During the past 18 months, the industrial market in Liverpool has shown significant improvement, with 1988 producing a record take-up of space throughout Merseyside. For almost 10 years, declining real values of industrial properties had been a feature of the market, but at last this trend has been arrested and reversed. The optimism has continued unabated through to 1989 in spite of economic fears as a result of rising inflation and high interest rates. Industrialists are looking to expansion and modernisation again.

This revived demand has lifted the market and is beginning to renew developer interest in the area. Demand is still mainly from locally based companies or from the local operations of national companies and, apart from a handful of notable exceptions, there are few examples of national or international companies from outside the area actually taking space. However, as the local market shows confidence in itself, outsiders are bound to be encouraged and will follow. The market has shown a marked preference for freeholds, which are still relatively cheap and provide a company with the permanent advantage of low-cost premises and their own investment. For units of up to about 20,000 sq ft, freehold values have risen by as much as 40% in 12 months in some cases, although admittedly from a very low base. This trend applies to those modern buildings which are offering adaptable accommodation for modern needs.

As might be expected, near-obsolete buildings in older industrial areas or in non-conforming locations are still a difficult market and demand cannot yet sustain redevelopment for traditional industrial purposes.

However, redevelopment of these sites for alternative uses, such as residential, leisure, retail or B1, are now becoming viable with imaginative schemes well advanced through the planning stages, especially in dockland areas.

Rents for traditional industrial buildings have risen significantly, but this rise has been less marked than with freeholds as demand has been largely satisfied by existing vacant buildings which may have been on the market for some time. Nevertheless, from levels of some £1.50 to £1.75 per sq ft 12 months ago, figures of £2 to £2.25 per sq ft can now be obtained, with higher levels achieved in favoured areas, for smaller units or in the enterprise zone at Speke.

At these rental levels, new development cannot yet be justified, but as demand absorbs the existing modern stock increasing numbers of expanding companies are having to look at building new in order to satisfy their needs.

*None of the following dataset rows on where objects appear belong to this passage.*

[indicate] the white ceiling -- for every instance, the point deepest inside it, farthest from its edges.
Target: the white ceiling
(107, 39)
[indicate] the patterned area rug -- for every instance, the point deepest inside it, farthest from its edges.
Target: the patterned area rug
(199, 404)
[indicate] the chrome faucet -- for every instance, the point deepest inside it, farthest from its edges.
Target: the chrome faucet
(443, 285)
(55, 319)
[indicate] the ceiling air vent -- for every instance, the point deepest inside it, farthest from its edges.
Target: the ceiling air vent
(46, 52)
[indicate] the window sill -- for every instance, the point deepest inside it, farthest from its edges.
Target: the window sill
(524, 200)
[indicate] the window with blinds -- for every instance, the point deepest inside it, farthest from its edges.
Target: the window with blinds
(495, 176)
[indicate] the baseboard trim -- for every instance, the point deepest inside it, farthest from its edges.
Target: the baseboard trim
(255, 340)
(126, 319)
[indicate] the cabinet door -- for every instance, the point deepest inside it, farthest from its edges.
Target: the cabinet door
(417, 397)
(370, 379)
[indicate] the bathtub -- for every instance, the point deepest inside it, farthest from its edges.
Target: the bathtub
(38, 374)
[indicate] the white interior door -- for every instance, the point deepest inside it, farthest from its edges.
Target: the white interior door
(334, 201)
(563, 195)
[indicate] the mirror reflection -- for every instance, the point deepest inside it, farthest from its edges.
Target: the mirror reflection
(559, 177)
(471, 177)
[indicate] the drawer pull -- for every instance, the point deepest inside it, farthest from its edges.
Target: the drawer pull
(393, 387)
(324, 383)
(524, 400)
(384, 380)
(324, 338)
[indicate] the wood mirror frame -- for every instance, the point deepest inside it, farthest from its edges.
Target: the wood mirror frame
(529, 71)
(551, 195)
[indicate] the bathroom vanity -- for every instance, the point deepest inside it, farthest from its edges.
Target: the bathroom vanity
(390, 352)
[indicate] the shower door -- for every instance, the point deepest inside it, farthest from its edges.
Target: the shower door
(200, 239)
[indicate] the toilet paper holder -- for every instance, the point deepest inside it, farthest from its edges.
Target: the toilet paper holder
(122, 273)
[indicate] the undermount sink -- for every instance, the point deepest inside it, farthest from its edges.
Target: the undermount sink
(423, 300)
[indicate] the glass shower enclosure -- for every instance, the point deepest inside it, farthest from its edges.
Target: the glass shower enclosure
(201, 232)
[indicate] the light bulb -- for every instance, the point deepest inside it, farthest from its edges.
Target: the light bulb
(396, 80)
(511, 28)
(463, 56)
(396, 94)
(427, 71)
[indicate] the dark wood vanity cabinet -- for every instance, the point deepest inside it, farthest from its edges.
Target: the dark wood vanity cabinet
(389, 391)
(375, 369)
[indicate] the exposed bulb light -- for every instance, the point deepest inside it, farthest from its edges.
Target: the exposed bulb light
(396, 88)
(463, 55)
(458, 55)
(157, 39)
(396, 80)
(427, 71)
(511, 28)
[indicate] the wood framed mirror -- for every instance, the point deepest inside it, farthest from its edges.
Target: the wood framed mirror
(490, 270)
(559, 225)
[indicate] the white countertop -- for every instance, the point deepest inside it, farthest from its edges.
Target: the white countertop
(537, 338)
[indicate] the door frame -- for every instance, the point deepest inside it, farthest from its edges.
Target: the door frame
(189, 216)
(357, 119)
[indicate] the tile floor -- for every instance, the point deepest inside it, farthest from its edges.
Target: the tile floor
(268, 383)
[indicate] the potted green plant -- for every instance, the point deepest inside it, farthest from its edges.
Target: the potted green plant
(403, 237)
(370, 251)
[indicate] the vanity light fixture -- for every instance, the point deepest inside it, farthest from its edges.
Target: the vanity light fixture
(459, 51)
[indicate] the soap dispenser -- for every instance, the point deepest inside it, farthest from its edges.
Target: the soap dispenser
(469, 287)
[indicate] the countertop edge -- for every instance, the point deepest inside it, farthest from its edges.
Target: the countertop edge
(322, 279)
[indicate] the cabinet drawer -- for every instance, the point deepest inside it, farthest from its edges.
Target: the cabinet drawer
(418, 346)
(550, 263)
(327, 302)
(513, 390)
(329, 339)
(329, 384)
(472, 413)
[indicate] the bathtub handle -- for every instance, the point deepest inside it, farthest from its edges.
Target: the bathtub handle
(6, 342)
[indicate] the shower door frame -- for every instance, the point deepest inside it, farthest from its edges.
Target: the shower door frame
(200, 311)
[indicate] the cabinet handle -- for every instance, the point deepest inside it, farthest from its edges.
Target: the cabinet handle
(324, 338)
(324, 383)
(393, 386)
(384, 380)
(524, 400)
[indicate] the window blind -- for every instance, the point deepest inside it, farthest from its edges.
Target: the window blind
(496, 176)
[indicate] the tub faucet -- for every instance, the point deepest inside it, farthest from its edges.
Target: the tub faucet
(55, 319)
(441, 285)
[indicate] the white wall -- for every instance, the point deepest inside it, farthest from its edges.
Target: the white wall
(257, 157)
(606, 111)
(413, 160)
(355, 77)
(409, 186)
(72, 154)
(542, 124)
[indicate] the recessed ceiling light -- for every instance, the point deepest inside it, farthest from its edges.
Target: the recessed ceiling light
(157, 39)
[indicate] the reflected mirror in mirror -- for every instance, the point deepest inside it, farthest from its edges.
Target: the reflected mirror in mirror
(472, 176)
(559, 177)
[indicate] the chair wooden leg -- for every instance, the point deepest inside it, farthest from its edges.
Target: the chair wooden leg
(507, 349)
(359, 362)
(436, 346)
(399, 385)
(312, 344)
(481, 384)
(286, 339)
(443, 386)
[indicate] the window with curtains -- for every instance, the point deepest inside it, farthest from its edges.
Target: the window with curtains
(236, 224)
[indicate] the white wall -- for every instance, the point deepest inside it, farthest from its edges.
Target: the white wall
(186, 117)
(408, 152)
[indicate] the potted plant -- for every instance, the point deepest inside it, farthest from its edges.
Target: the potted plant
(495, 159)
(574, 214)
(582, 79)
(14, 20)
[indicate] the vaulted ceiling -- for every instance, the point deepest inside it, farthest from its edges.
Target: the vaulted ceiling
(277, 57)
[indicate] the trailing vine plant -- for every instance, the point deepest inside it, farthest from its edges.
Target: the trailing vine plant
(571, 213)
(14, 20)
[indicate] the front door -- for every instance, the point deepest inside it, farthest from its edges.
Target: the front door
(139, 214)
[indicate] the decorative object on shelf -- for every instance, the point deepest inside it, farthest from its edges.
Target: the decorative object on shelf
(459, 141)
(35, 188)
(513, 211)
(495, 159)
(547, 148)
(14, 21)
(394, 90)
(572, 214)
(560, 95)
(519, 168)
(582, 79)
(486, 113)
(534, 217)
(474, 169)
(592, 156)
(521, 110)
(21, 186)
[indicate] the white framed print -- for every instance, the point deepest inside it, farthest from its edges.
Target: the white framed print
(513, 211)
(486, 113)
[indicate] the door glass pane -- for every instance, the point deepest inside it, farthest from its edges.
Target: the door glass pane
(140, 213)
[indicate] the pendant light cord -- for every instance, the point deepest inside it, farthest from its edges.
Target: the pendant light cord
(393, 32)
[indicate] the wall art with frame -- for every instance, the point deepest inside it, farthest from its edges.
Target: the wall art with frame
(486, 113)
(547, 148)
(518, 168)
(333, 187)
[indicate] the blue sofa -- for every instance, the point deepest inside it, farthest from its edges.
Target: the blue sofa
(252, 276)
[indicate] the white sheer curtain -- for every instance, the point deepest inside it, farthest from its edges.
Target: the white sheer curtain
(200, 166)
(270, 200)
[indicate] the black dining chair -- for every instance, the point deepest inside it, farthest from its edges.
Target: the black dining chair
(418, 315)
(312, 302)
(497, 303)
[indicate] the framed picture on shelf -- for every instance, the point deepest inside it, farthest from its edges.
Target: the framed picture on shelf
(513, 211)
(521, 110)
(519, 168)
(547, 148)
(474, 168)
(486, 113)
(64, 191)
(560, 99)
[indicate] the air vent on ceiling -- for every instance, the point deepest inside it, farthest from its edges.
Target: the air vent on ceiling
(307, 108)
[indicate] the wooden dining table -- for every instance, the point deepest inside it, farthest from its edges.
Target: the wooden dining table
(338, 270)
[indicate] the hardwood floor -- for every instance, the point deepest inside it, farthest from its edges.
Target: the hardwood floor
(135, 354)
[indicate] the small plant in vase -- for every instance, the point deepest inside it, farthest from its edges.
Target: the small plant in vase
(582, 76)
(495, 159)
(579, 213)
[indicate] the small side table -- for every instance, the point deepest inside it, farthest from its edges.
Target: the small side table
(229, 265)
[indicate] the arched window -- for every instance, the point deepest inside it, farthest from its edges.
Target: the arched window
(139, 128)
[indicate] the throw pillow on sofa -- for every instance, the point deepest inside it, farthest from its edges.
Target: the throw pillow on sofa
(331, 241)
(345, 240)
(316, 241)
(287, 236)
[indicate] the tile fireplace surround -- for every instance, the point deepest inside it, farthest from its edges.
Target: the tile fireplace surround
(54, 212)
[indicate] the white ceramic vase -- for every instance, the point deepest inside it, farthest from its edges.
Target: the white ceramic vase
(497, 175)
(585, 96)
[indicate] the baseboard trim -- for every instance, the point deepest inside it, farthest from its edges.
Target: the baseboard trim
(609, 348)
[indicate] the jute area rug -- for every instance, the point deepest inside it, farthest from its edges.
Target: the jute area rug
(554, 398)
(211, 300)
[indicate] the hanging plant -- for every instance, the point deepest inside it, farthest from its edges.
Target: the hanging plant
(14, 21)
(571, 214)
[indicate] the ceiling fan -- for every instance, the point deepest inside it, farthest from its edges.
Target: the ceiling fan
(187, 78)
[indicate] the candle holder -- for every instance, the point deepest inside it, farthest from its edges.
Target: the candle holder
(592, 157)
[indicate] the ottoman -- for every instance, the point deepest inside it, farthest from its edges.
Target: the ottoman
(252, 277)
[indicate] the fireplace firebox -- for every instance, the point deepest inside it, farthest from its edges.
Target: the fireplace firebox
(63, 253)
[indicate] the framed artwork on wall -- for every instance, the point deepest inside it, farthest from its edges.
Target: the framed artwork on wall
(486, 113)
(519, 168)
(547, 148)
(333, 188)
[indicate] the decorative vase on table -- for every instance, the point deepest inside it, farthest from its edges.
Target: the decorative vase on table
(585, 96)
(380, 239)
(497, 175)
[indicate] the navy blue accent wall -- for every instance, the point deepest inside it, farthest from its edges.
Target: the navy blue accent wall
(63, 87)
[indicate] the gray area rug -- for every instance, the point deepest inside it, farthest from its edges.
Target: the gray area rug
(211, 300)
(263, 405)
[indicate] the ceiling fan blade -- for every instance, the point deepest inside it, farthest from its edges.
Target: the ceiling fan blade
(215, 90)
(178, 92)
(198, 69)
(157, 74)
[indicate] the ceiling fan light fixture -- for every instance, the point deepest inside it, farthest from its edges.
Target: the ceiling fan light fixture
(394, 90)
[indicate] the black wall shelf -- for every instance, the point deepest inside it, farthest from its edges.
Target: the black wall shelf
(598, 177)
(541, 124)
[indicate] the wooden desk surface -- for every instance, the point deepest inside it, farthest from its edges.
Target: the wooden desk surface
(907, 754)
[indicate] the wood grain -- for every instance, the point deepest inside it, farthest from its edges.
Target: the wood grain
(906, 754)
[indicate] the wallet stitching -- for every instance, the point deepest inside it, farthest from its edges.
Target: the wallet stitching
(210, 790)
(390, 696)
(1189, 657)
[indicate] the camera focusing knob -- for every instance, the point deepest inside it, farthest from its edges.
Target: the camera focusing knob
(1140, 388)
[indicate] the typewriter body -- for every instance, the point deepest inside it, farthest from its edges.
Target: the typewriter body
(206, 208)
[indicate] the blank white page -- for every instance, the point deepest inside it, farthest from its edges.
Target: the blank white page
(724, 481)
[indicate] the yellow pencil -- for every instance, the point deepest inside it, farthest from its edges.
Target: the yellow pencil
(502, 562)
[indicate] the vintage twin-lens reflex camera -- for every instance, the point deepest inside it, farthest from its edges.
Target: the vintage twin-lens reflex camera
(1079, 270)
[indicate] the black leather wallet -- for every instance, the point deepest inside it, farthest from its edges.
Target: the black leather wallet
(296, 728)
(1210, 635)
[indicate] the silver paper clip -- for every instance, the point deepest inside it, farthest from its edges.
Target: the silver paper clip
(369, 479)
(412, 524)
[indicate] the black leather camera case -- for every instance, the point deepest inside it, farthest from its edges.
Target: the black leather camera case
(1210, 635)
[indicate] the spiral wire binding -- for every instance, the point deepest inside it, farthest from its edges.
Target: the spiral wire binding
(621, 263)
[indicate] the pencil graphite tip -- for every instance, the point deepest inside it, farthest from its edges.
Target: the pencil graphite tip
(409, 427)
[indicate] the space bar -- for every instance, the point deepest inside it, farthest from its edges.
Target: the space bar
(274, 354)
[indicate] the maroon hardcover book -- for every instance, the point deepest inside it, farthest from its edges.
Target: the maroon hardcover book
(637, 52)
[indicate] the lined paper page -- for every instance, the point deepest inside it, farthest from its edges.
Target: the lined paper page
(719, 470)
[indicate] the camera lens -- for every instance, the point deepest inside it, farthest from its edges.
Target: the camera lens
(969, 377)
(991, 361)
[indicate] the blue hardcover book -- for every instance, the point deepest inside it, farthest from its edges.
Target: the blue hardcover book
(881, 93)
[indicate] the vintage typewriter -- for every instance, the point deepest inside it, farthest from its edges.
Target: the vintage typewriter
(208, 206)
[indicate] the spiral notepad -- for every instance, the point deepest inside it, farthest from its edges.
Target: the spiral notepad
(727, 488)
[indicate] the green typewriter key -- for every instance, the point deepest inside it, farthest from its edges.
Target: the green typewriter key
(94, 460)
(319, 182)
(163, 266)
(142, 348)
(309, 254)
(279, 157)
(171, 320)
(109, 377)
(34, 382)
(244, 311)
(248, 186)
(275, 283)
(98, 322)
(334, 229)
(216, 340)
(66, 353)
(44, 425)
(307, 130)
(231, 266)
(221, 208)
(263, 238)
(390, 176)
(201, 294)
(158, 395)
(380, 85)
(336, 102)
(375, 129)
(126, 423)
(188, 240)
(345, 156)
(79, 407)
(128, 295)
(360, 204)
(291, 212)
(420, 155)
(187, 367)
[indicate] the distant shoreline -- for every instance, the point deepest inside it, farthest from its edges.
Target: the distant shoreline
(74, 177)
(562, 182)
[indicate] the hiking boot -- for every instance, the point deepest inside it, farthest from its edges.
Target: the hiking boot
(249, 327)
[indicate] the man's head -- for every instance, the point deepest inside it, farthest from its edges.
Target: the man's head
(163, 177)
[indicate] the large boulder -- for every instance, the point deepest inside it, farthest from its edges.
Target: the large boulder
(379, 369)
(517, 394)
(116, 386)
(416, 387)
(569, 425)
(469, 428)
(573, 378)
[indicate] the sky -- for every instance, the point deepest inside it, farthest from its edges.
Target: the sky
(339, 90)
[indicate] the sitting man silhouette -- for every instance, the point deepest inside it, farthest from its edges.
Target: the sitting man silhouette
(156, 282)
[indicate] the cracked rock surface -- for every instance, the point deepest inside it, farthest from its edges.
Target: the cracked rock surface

The alternative of taking prelets on new developments must now be considered seriously as a viable alternative to the capital investment of new-build. This applies particularly to units of 10,000 sq ft and upwards where there has been little new building for some years, development in the area having been concentrated on smaller workshop and nursery units from 500 sq ft to some 5,000 sq ft. With existing rental growth as a guide, and an increasing shortage of good space, figures of over £3 per sq ft for traditional industrial space must now be in sight.

Investment demand has improved, although many institutions are still nervous as Liverpool tries to shrug off its old image. The chance to purchase properties let to good covenants at yields as high as 16% has now gone and yields of 12% or even 10% are more prevelant, with property companies perceiving that the Liverpool market has bottomed; a rapid catching-up process is now under way in both rental and capital values.

In the public sector, the extension of the activities of the Merseyside Development Corporation is about to take effect. The announcement of its extended area last November has been followed by intense planning activity and should soon lead to site assembly, co-ordination and infrastructure improvements which, coupled with grant aid, will give a welcome boost to the central docklands areas and immediate hinterland. Grant aid for development, now known as city grant, is available, but with less money to play with these grants can be obtained only against stringent guidelines. Up to about 25% of costs can be funded in approved, employment-generating, projects.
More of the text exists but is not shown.